Warga berkumpul setelah insiden ujaran kebencian untuk meningkatkan pemahaman dan komitmen terhadap masa depan yang lebih cerah dan inklusif.
Menyusul insiden ujaran kebencian yang dilaporkan di Saline Hugh School pada 14 SeptemberkamuPada hari Kamis, 20 September, warga Saltwater berkumpul untuk rapat umum bertajuk “Membangun Jembatan untuk Masa Depan yang Lebih Cerah” yang bertujuan untuk mempromosikan empati, keberagaman, dan inklusi.
Acara yang diadakan di ujung selatan Henne Field ini menarik beragam warga, pemuka agama dan pemimpin setempat, termasuk Walikota Brian Marl, Kepala Polisi Marlene Radzik, Wakil Manajer Kota El Cole, dan Manajer Jalan Utama Saline Mary Detling. Para pembicara berbagi kisah pribadi, merefleksikan pengalaman mereka, dan berkomitmen untuk membangun komunitas yang lebih inklusif.
Demonstrasi ini dipicu oleh seorang anggota komunitas, yang berbicara terus terang tentang tantangan dalam membesarkan anak-anaknya di Washington, D.C., di tengah bias rasial dan tekanan masyarakat.
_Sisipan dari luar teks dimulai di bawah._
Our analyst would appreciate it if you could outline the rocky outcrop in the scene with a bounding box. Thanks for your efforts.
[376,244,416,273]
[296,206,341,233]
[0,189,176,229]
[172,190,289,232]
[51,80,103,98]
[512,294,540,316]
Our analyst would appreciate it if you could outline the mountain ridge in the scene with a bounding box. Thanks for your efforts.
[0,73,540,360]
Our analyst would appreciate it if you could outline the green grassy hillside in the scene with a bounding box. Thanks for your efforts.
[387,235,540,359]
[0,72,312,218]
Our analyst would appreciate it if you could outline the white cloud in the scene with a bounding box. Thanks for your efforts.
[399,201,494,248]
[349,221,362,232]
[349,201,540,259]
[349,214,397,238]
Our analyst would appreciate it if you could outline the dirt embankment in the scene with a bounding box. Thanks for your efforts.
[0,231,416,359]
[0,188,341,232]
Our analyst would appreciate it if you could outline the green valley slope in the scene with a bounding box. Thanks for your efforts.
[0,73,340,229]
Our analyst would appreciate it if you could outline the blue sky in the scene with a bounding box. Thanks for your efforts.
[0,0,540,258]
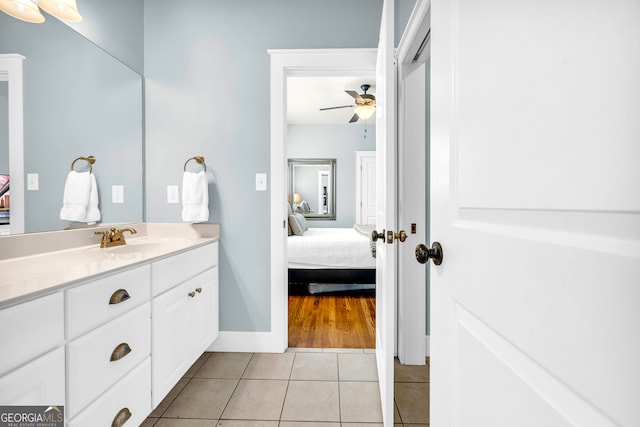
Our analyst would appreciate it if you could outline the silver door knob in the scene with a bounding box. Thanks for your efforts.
[416,242,443,265]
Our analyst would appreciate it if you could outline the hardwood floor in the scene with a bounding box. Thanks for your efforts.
[289,292,376,348]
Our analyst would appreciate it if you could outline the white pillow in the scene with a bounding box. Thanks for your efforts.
[289,214,305,236]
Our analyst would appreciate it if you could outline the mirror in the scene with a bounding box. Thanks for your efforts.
[0,78,11,236]
[288,159,336,221]
[0,13,144,236]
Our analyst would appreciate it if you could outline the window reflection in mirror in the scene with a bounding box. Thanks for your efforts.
[288,159,336,221]
[0,82,11,236]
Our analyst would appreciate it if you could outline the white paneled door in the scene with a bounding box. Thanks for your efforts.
[376,0,396,426]
[430,0,640,427]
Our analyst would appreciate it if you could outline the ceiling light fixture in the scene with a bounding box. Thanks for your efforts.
[353,105,376,121]
[0,0,82,24]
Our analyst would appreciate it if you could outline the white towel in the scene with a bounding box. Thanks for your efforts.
[182,171,209,223]
[60,171,100,224]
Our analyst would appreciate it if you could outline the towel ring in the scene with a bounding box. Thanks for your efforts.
[71,156,96,173]
[184,156,207,172]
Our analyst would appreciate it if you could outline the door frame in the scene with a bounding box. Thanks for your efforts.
[396,0,431,365]
[267,49,377,352]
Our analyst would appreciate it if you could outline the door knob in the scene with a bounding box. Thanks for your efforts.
[371,230,384,242]
[393,230,407,242]
[416,242,443,265]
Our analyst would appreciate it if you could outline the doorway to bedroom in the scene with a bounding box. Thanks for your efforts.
[285,70,376,349]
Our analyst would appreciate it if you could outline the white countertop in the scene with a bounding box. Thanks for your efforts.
[0,223,220,308]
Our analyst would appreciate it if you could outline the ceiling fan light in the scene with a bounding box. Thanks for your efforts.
[38,0,82,22]
[0,0,44,24]
[353,105,376,121]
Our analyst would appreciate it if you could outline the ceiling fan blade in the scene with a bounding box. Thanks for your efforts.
[345,90,362,99]
[320,105,355,111]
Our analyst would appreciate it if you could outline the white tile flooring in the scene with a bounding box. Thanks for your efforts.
[142,349,429,427]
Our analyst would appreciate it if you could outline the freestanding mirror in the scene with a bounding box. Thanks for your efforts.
[0,54,24,235]
[289,159,336,221]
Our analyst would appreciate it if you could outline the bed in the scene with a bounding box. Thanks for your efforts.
[287,225,376,293]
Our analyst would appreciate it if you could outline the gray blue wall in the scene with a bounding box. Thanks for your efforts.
[286,123,376,228]
[67,0,144,74]
[0,13,143,232]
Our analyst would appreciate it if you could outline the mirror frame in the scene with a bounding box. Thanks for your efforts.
[287,159,338,221]
[0,53,25,234]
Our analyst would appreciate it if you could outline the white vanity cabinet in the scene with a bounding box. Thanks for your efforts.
[151,243,218,407]
[0,224,219,427]
[65,265,151,425]
[0,292,65,406]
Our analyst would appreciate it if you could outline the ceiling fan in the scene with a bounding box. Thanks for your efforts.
[320,84,376,123]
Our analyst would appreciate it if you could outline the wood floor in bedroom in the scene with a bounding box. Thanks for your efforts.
[289,291,376,348]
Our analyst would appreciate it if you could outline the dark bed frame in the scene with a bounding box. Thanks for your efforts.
[289,268,376,285]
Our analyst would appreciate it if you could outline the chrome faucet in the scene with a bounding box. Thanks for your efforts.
[95,228,137,248]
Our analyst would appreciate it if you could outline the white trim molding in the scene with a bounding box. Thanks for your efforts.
[207,331,286,353]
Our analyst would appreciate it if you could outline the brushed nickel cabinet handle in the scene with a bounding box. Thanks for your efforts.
[111,408,131,427]
[111,342,131,362]
[109,289,131,305]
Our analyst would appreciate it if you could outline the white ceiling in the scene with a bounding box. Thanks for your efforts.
[287,76,376,124]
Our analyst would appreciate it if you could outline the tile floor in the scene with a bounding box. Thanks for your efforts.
[142,349,429,427]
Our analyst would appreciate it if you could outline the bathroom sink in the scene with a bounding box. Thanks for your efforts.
[87,237,192,258]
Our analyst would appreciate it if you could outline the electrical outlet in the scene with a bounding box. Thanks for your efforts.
[256,173,267,191]
[167,185,180,203]
[111,185,124,203]
[27,173,39,191]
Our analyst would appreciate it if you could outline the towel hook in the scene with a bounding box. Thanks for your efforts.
[184,156,207,172]
[71,156,96,173]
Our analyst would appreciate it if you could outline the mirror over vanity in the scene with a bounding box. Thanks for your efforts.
[0,9,144,234]
[288,159,336,220]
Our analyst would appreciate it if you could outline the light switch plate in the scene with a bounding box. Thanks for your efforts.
[167,185,180,203]
[256,173,267,191]
[27,173,40,191]
[111,185,124,203]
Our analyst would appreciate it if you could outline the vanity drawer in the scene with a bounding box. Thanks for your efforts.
[0,347,64,406]
[65,265,151,339]
[0,292,64,375]
[67,303,151,417]
[151,242,218,296]
[66,358,151,427]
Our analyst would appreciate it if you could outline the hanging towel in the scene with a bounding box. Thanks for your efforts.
[60,171,100,224]
[182,171,209,223]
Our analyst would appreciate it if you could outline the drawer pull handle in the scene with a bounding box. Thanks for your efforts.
[109,289,131,304]
[111,342,131,362]
[111,408,131,427]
Ia menceritakan bagaimana masa kecilnya, meskipun serupa dengan orang lain di masyarakat, sangat kontras dengan pengalaman anak-anaknya, yang menghadapi lebih banyak diskriminasi dibandingkan saat ia tumbuh dewasa.
Anggota dewan Nicole Rice menyampaikan sentimen yang sama dari pembicara dalam pidatonya, mengakui hak istimewa yang didapat dari peran komunitas tertentu dan pentingnya mendengarkan pengalaman orang lain.
“Meskipun saya tidak pernah dihentikan karena warna kulit saya, saya percaya mereka yang pernah menghentikannya, dan saya ingin melakukan apa pun yang saya bisa untuk mengubah pengalaman itu bagi orang lain,” katanya. Pesannya tentang mendengarkan, belajar dan berbicara menentang ketidakadilan disambut dengan tepuk tangan dari para hadirin.
Pendeta Kimberly Seacrest Ashby dari First Presbyterian Church memimpin momen refleksi dan doa, menekankan rasa kemanusiaan umum dari semua yang hadir. Ia menyoroti pentingnya bersatu, apapun keyakinan agamanya, untuk mencapai tujuan bersama: membangun masyarakat yang lebih berbelas kasih dan inklusif.
Acara tersebut juga diisi dengan pembacaan puisi Amanda Gorman, “We Owe Poem” yang dibawakan di PBB dua tahun lalu. Para peserta didorong untuk berpikir tentang bagaimana mereka dapat berkontribusi untuk menciptakan masa depan di mana perbedaan diterima dan bukannya ditakuti.
Sebagian besar aksi unjuk rasa ini berfokus pada menghilangkan kesalahpahaman budaya. Salah satu pembicara mendesak para hadirin untuk “membalik lensa” dan melihat dunia melalui sudut pandang orang lain, dengan menggunakan contoh-contoh dari kebiasaan dan tradisi global yang berbeda untuk menyoroti betapa berbedanya norma-norma masyarakat. “Apa yang mungkin alami bagi seseorang mungkin benar-benar membingungkan bagi orang lain,” salah satu pembicara menyatakan, menyerukan apresiasi terhadap keberagaman sebagai sebuah kekuatan, bukan sebuah perpecahan.
Dalam seruannya untuk bertindak, pertemuan ini diakhiri dengan komitmen untuk merangkul keberagaman, memastikan kesetaraan, dan mempraktikkan inklusi dalam kehidupan sehari-hari. “Bersama-sama, kita dapat membangun sebuah dunia di mana keberagaman tidak hanya ditoleransi, namun juga dirayakan, dan di mana inklusi menjadi sebuah gaya hidup,” kata salah satu pembicara, merangkum tujuan malam itu.